Transform each row to have only 3 columns:
- `prompt_name` (keep as is)
- `input` (from `unified_format_output_enriched_fixed`)
- `output` (from `gpt5-results-20251104`)

In [None]:
transformed_data = []

for row in data:
    transformed_row = {
        'prompt_name': row.get('prompt_name', ''),
        'input': row.get('unified_format_output_enriched_fixed', ''),
        'output': row.get('gpt5-results-20251104', '')
    }
    transformed_data.append(transformed_row)

print(f"✓ Transformed {len(transformed_data)} rows")
print(f"\nTransformed structure:")
print(json.dumps(transformed_data[0], indent=2))

## Validate Transformation

In [None]:
# Check for any missing data
missing_prompt_name = sum(1 for row in transformed_data if not row['prompt_name'])
missing_input = sum(1 for row in transformed_data if not row['input'])
missing_output = sum(1 for row in transformed_data if not row['output'])

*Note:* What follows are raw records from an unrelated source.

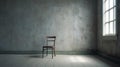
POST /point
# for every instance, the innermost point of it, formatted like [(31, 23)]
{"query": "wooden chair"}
[(47, 46)]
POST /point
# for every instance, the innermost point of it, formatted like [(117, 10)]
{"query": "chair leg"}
[(43, 53), (54, 53)]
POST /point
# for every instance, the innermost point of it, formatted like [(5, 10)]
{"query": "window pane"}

print("Data completeness:")
print(f"  Rows with missing prompt_name: {missing_prompt_name}")
print(f"  Rows with missing input: {missing_input}")
print(f"  Rows with missing output: {missing_output}")
print(f"\nTotal rows: {len(transformed_data)}")

# Show a few examples
print("\n" + "="*80)
print("Sample transformed rows:")
print("="*80)
for i, row in enumerate(transformed_data[:3]):
    print(f"\nRow {i+1}:")
    print(f"  prompt_name: {row['prompt_name']}")
    print(f"  input: {row['input'][:100]}...")
    print(f"  output: {row['output'][:100]}...")

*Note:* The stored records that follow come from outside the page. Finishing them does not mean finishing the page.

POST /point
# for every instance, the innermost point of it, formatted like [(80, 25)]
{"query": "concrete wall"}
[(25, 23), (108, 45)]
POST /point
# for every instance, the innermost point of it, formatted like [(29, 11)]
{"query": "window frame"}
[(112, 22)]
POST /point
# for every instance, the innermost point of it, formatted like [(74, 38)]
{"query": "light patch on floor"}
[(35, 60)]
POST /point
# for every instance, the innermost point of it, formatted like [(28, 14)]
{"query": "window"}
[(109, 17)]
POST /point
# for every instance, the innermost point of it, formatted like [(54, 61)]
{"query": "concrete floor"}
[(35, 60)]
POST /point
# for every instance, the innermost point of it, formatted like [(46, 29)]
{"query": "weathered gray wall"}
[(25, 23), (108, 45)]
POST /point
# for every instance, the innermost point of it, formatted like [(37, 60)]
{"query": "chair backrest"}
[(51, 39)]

## Save Transformed Data Locally

In [None]:
# Save to a local file first for inspection
output_file = Path('..') / 'transformed_data.json'

with open(output_file, 'w') as f:
    json.dump(transformed_data, f, indent=2)

print(f"✓ Saved transformed data to: {output_file}")
print(f"  File size: {output_file.stat().st_size / 1024:.2f} KB")

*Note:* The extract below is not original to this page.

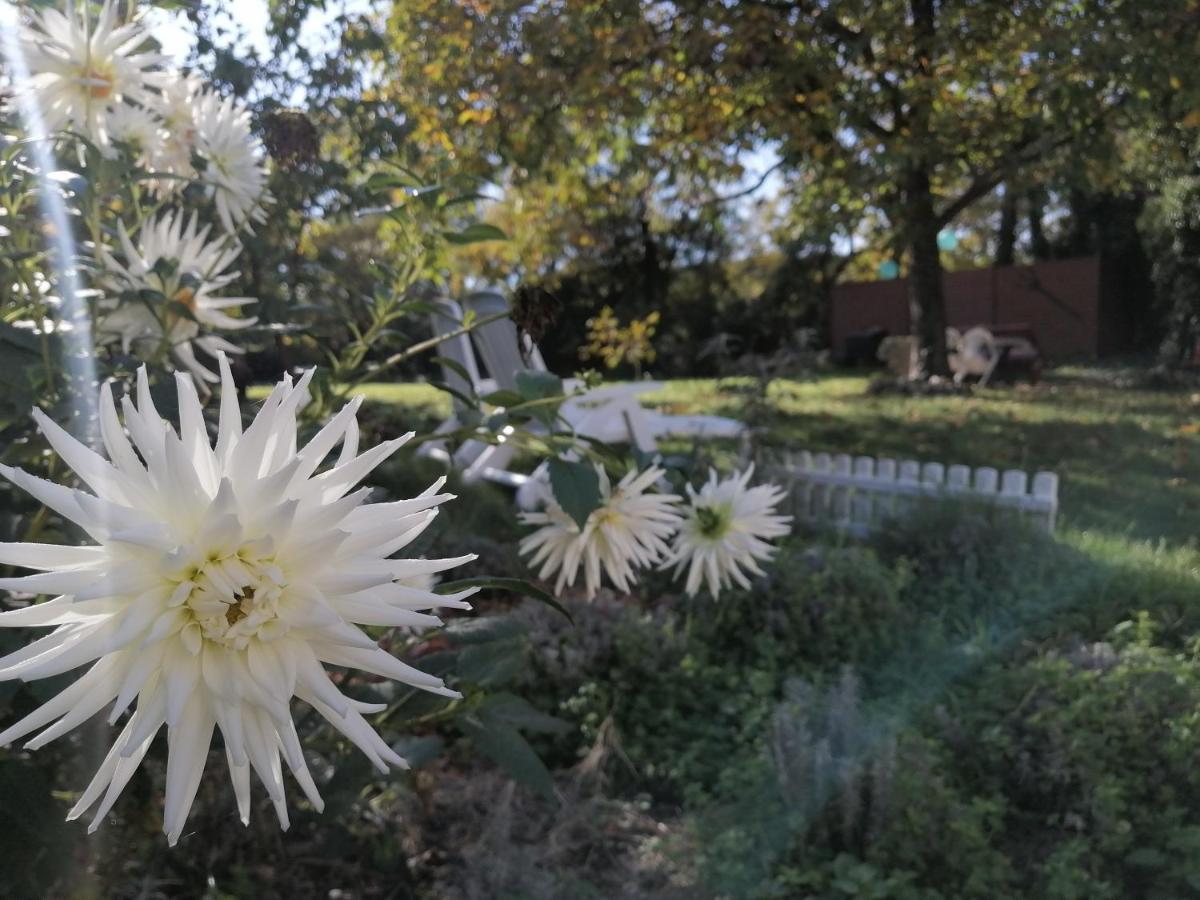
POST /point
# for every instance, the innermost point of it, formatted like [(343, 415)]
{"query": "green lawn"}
[(1129, 460)]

## Upload to Hugging Face (Optional)

**WARNING**: This will overwrite the existing dataset. Make sure you have a backup!

Uncomment and run the cell below to upload the transformed data.

In [None]:
# # UNCOMMENT TO UPLOAD
# api = HfApi()
#
# # Upload the transformed data
# api.upload_file(
#     path_or_fileobj=str(output_file),
#     path_in_repo="transformed_data.json",
#     repo_id=DATASET_REPO,
#     repo_type="dataset",
#     token=HF_TOKEN,
#     commit_message="Transform dataset to 3 columns: prompt_name, input, output"
# )
#
# print(f"✓ Uploaded transformed data to {DATASET_REPO}")
# print(f"  File: transformed_data.json")
# print(f"\nYou can view it at:")
# print(f"https://huggingface.co/datasets/{DATASET_REPO}")

## Summary

The transformation is complete! The new dataset has:
- **prompt_name**: Original prompt name (unchanged)
- **input**: Content from `unified_format_output_enriched_fixed`
- **output**: Content from `gpt5-results-20251104`

The transformed data is saved locally as `transformed_data.json` and can be uploaded to Hugging Face by uncommenting the upload cell.